The spokesperson did not say whether a replacement has been named for Watson.
As head of developer marketing for Windows Phone, Watson was responsible for all product management chores related to developer tools and the application platform as well as outbound marketing to developer communities.
Attracting third-party developers to the Windows Phone platform is key to the product's success. By the end of 2011 the Windows Phone Marketplace had surpassed 50,000 applications, a respectable number, but still only about one-tenth the 500,000 applications available in Apple's online App Store.

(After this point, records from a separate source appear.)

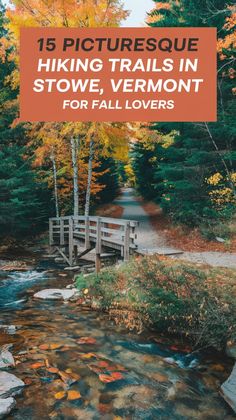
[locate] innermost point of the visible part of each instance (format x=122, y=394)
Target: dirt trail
x=150, y=242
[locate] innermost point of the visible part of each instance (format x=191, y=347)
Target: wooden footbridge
x=69, y=235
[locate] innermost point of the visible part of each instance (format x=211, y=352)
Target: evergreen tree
x=21, y=196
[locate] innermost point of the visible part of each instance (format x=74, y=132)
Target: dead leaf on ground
x=73, y=395
x=37, y=365
x=60, y=395
x=86, y=340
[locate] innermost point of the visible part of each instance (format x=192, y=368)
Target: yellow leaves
x=222, y=194
x=214, y=179
x=37, y=365
x=71, y=395
x=60, y=395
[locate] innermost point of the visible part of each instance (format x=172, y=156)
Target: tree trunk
x=54, y=168
x=90, y=171
x=74, y=156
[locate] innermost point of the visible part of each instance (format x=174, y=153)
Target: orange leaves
x=52, y=370
x=37, y=365
x=115, y=376
x=53, y=346
x=60, y=395
x=73, y=395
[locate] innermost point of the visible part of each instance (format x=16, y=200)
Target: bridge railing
x=92, y=231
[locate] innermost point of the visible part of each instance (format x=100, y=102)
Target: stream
x=78, y=364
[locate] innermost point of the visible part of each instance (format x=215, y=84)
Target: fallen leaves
x=73, y=395
x=37, y=365
x=115, y=376
x=87, y=355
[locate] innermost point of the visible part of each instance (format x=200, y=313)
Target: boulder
x=228, y=389
x=6, y=358
x=6, y=405
x=56, y=294
x=10, y=385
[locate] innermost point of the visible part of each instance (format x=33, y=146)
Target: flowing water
x=78, y=365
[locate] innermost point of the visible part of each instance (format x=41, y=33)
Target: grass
x=172, y=297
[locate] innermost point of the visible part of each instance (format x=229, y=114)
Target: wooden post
x=126, y=241
x=71, y=244
x=98, y=246
x=62, y=237
x=87, y=224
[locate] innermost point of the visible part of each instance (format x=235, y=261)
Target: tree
x=21, y=195
x=180, y=172
x=91, y=13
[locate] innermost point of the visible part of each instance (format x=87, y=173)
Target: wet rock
x=231, y=350
x=96, y=304
x=228, y=389
x=10, y=329
x=6, y=358
x=6, y=405
x=56, y=294
x=10, y=385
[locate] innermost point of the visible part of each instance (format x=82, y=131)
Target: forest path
x=151, y=242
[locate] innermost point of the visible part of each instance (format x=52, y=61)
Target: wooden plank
x=126, y=242
x=63, y=255
x=86, y=251
x=98, y=247
x=62, y=238
x=87, y=241
x=50, y=232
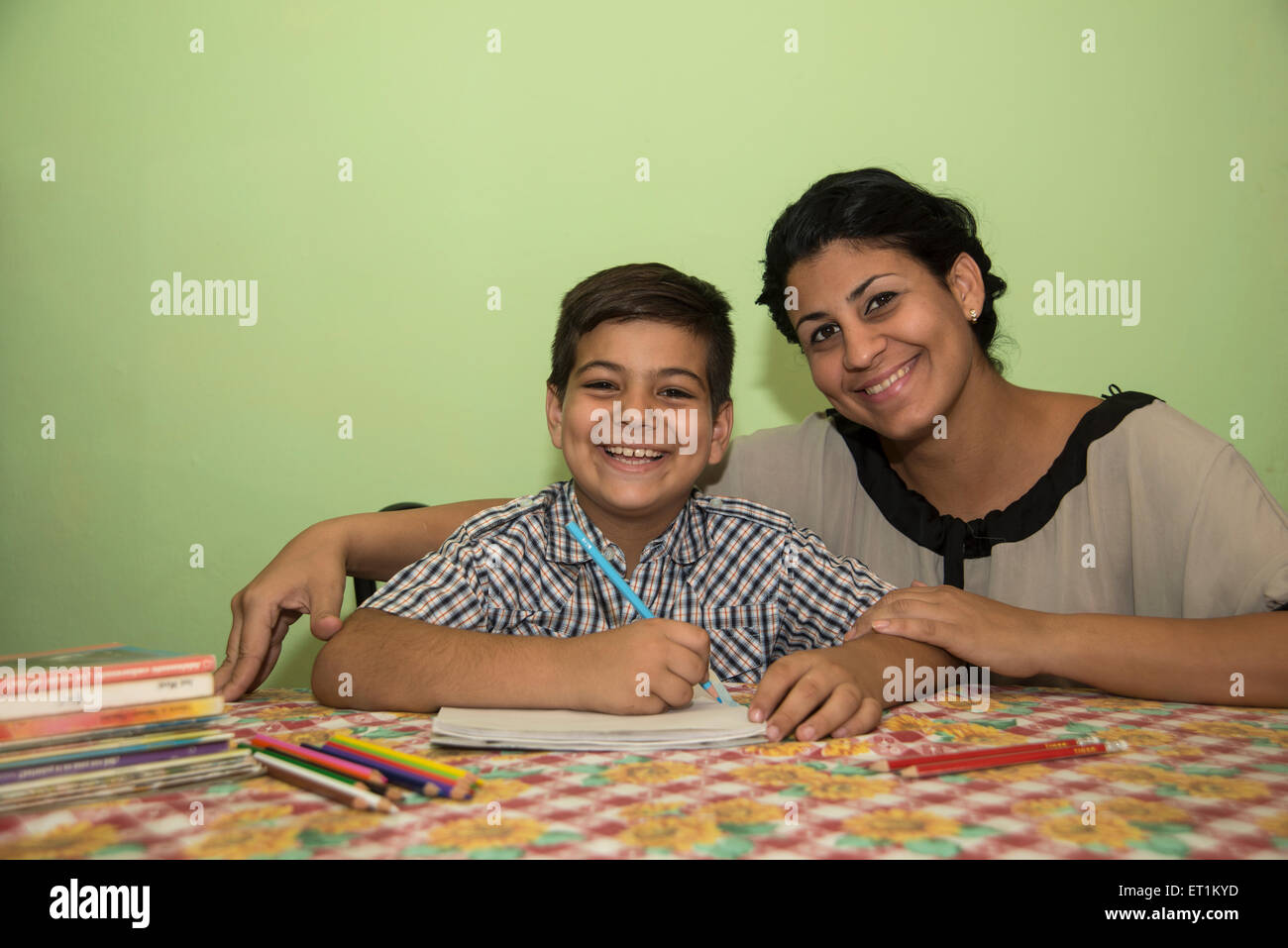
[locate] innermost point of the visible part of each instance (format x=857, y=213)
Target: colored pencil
x=957, y=767
x=364, y=773
x=419, y=781
x=900, y=763
x=326, y=786
x=712, y=685
x=381, y=789
x=413, y=760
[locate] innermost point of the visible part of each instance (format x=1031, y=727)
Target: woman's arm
x=1240, y=660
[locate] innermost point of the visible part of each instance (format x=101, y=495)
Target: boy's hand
x=818, y=694
x=642, y=669
x=305, y=578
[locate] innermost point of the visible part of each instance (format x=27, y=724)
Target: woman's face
x=888, y=342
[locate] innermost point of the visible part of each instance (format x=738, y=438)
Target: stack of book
x=110, y=720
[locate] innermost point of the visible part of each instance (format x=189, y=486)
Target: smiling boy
x=733, y=583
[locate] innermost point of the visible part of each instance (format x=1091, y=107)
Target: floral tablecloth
x=1198, y=782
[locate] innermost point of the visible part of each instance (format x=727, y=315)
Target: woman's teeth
x=892, y=380
x=632, y=455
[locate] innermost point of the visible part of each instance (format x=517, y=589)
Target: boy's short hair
x=645, y=291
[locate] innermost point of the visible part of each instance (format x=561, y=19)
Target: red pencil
x=325, y=760
x=900, y=763
x=1018, y=756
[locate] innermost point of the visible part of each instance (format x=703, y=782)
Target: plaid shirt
x=745, y=572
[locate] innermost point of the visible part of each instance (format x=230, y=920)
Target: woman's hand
x=982, y=631
x=305, y=578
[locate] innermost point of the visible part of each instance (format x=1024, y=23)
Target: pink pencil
x=323, y=760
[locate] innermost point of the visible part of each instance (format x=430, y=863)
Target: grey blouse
x=1144, y=513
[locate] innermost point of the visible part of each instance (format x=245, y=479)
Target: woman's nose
x=861, y=350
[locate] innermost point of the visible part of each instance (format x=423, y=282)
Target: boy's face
x=651, y=373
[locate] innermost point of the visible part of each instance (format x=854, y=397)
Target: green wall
x=473, y=168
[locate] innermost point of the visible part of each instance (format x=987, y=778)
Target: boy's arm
x=385, y=662
x=308, y=578
x=378, y=545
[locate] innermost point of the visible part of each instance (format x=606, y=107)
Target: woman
x=1109, y=543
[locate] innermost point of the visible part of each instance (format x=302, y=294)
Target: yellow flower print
x=1136, y=737
x=1224, y=728
x=848, y=747
x=741, y=811
x=925, y=725
x=785, y=749
x=980, y=736
x=288, y=714
x=498, y=789
x=776, y=775
x=1180, y=751
x=340, y=820
x=1128, y=773
x=651, y=772
x=478, y=833
x=1041, y=806
x=1275, y=824
x=1012, y=773
x=243, y=841
x=67, y=841
x=677, y=833
x=1108, y=831
x=849, y=788
x=252, y=814
x=1223, y=788
x=901, y=826
x=653, y=807
x=1142, y=810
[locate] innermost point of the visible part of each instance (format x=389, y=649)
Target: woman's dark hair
x=645, y=291
x=875, y=206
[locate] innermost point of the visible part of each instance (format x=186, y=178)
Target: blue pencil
x=713, y=685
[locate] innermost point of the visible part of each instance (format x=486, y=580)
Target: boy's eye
x=888, y=295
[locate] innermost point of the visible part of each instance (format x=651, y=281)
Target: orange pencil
x=348, y=793
x=957, y=767
x=364, y=773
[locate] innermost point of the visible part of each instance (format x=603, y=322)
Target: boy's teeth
x=889, y=381
x=629, y=453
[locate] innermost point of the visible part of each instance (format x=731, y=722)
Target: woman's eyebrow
x=854, y=294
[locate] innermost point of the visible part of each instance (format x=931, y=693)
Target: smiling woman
x=1043, y=535
x=1026, y=505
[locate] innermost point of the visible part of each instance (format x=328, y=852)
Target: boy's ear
x=554, y=416
x=721, y=430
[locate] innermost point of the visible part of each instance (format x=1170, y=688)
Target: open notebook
x=704, y=723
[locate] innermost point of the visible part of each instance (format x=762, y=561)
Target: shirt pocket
x=555, y=623
x=739, y=639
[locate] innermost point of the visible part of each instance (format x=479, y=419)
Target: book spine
x=132, y=672
x=75, y=767
x=121, y=694
x=111, y=717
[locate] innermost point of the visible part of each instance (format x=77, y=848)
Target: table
x=1198, y=782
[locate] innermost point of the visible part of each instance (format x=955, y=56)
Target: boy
x=638, y=401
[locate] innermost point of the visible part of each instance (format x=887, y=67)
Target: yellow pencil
x=424, y=763
x=348, y=793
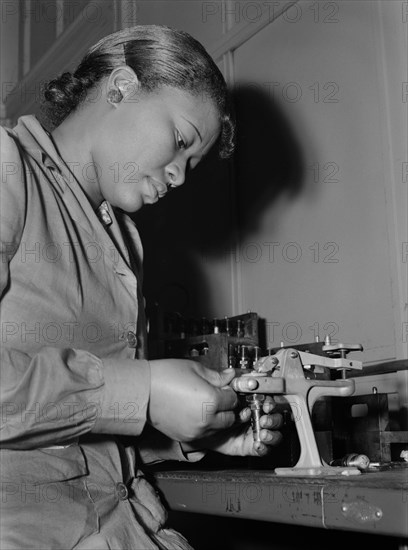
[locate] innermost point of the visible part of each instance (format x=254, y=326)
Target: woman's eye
x=181, y=144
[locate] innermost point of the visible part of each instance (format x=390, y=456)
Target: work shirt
x=73, y=366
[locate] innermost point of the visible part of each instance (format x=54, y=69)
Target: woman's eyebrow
x=194, y=126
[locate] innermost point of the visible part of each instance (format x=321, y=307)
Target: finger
x=271, y=421
x=245, y=415
x=270, y=438
x=244, y=383
x=269, y=404
x=223, y=420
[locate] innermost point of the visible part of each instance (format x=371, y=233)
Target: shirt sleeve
x=56, y=395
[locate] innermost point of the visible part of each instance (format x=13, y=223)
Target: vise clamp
x=285, y=376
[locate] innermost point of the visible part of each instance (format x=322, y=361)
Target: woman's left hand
x=239, y=439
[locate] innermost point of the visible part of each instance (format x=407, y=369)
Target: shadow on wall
x=222, y=201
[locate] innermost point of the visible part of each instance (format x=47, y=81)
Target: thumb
x=219, y=378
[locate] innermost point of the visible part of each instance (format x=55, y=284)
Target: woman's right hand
x=189, y=401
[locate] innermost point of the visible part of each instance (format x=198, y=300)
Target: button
x=121, y=491
x=131, y=339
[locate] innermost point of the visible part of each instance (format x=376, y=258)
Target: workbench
x=373, y=502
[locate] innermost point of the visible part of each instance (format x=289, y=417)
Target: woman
x=82, y=408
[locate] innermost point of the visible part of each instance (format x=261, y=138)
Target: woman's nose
x=175, y=175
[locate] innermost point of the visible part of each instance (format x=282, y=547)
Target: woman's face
x=150, y=141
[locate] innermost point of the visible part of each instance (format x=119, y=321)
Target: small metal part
x=244, y=360
x=361, y=511
x=354, y=460
x=404, y=455
x=232, y=360
x=255, y=404
x=204, y=348
x=205, y=326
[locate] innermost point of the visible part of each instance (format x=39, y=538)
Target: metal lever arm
x=288, y=384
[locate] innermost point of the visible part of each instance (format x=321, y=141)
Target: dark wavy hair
x=159, y=56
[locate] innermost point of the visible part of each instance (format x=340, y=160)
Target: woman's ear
x=124, y=81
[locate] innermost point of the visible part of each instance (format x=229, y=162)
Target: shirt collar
x=39, y=144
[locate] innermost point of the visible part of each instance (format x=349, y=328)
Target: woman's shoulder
x=12, y=185
x=9, y=146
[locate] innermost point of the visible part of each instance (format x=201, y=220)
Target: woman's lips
x=159, y=187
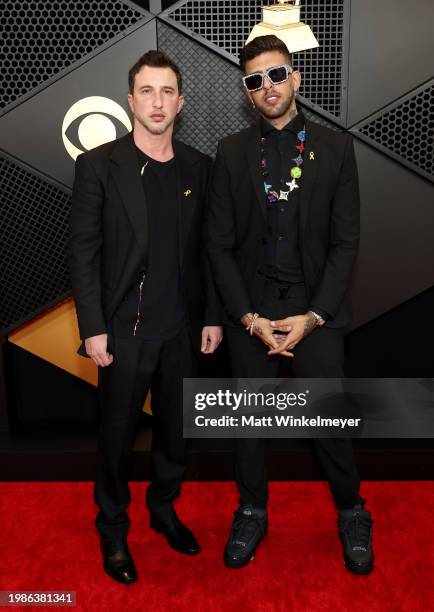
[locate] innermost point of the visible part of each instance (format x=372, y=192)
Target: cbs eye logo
x=96, y=127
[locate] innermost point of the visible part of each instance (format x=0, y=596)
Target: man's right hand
x=96, y=348
x=262, y=329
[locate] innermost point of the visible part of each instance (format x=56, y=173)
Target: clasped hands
x=283, y=335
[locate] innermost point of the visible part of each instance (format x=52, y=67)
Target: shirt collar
x=295, y=125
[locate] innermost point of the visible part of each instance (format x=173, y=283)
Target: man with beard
x=283, y=232
x=139, y=273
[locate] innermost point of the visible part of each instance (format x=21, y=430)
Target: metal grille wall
x=40, y=39
x=34, y=225
x=405, y=129
x=226, y=24
x=215, y=106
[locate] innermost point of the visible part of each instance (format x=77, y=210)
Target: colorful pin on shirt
x=292, y=185
x=272, y=197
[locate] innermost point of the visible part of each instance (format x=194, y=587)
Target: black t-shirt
x=161, y=305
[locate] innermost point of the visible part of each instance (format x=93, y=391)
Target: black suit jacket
x=329, y=221
x=108, y=238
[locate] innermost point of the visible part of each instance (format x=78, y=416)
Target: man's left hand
x=297, y=327
x=212, y=335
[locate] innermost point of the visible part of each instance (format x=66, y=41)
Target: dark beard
x=283, y=111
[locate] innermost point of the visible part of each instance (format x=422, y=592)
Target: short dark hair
x=155, y=59
x=262, y=44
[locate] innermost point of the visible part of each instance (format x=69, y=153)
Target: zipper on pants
x=139, y=302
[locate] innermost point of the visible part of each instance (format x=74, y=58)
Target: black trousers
x=318, y=355
x=139, y=366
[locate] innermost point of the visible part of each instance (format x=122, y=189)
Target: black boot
x=249, y=527
x=118, y=562
x=355, y=532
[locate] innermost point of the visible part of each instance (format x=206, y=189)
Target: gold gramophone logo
x=97, y=125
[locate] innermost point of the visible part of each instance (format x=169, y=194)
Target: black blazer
x=329, y=221
x=108, y=237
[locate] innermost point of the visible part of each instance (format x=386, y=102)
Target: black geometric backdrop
x=43, y=43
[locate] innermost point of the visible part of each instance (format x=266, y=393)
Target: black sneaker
x=249, y=526
x=355, y=532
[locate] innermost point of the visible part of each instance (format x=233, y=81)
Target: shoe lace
x=358, y=530
x=245, y=526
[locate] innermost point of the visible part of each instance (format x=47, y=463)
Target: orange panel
x=54, y=336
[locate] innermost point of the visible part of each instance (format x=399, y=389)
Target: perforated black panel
x=227, y=24
x=39, y=39
x=210, y=112
x=33, y=222
x=406, y=129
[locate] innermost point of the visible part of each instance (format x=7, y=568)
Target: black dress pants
x=139, y=366
x=318, y=355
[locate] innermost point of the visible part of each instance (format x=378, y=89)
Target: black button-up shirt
x=283, y=257
x=161, y=304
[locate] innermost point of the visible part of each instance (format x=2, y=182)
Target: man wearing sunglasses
x=283, y=231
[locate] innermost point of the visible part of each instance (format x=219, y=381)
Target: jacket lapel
x=126, y=173
x=311, y=162
x=254, y=163
x=188, y=192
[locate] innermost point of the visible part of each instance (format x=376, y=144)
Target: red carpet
x=48, y=542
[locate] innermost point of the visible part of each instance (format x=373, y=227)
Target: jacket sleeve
x=221, y=240
x=84, y=248
x=213, y=307
x=344, y=236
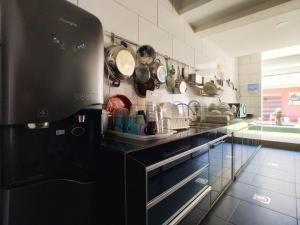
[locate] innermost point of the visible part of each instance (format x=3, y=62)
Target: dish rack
x=176, y=123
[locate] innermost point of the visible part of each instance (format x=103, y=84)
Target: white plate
x=141, y=137
x=169, y=110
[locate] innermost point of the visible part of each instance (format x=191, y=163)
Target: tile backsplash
x=157, y=23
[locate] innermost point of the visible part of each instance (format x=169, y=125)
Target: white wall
x=249, y=72
x=156, y=22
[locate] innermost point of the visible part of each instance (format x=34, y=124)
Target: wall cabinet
x=169, y=186
x=246, y=143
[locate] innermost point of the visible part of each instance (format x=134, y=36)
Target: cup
x=119, y=123
x=142, y=129
x=151, y=128
x=129, y=124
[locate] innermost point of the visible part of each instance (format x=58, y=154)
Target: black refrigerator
x=50, y=87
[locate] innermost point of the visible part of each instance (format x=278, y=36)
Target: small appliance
x=51, y=76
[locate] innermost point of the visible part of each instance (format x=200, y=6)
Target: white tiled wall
x=156, y=22
x=249, y=72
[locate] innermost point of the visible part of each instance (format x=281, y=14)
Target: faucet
x=197, y=110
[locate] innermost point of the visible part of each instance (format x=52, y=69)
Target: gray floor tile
x=298, y=208
x=280, y=203
x=275, y=185
x=298, y=179
x=226, y=207
x=251, y=214
x=253, y=168
x=273, y=164
x=213, y=220
x=277, y=174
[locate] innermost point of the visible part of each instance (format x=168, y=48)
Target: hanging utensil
x=210, y=88
x=141, y=89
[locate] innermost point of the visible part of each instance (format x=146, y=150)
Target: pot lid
x=125, y=62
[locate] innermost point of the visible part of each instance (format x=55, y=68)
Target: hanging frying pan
x=121, y=59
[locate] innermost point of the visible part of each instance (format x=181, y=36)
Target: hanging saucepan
x=146, y=54
x=158, y=71
x=180, y=86
x=142, y=74
x=210, y=88
x=121, y=59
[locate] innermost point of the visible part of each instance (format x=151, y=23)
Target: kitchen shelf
x=164, y=178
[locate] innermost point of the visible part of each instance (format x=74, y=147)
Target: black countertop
x=126, y=146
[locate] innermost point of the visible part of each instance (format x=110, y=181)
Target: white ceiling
x=260, y=36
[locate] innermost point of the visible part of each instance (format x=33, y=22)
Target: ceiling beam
x=183, y=6
x=253, y=14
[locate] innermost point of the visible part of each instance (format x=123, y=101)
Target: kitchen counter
x=128, y=145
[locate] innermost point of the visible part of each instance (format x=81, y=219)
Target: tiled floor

Microsoft badly lags rivals Apple and Google in the mobile phone market. Last week market researcher Comscore reported that Google's Android held a 47.3 percent share of the mobile operating system market in December, up from 44.8 percent in September, while Apple's iPhone held a 29.6 percent share, up from 27.4 percent. Microsoft saw its market share drop to 4.7 percent in December from 5.6 percent in September.
In December Microsoft CEO Steve Ballmer moved Windows Phone Division President Andy Lees to a new post relating to Windows Phone and Windows 8 -- the next release of the company's flagship software that's due later this year. Terry Myerson, the corporate vice president in charge of Windows Phone development, was named to replace Lees.
Watson began work at Microsoft in May 2008, working on the launch team for the Azure cloud platform before joining the Windows Phone operation in April 2010. Before joining Microsoft Watson was CEO of IMSafer and before that was product management director at RLX.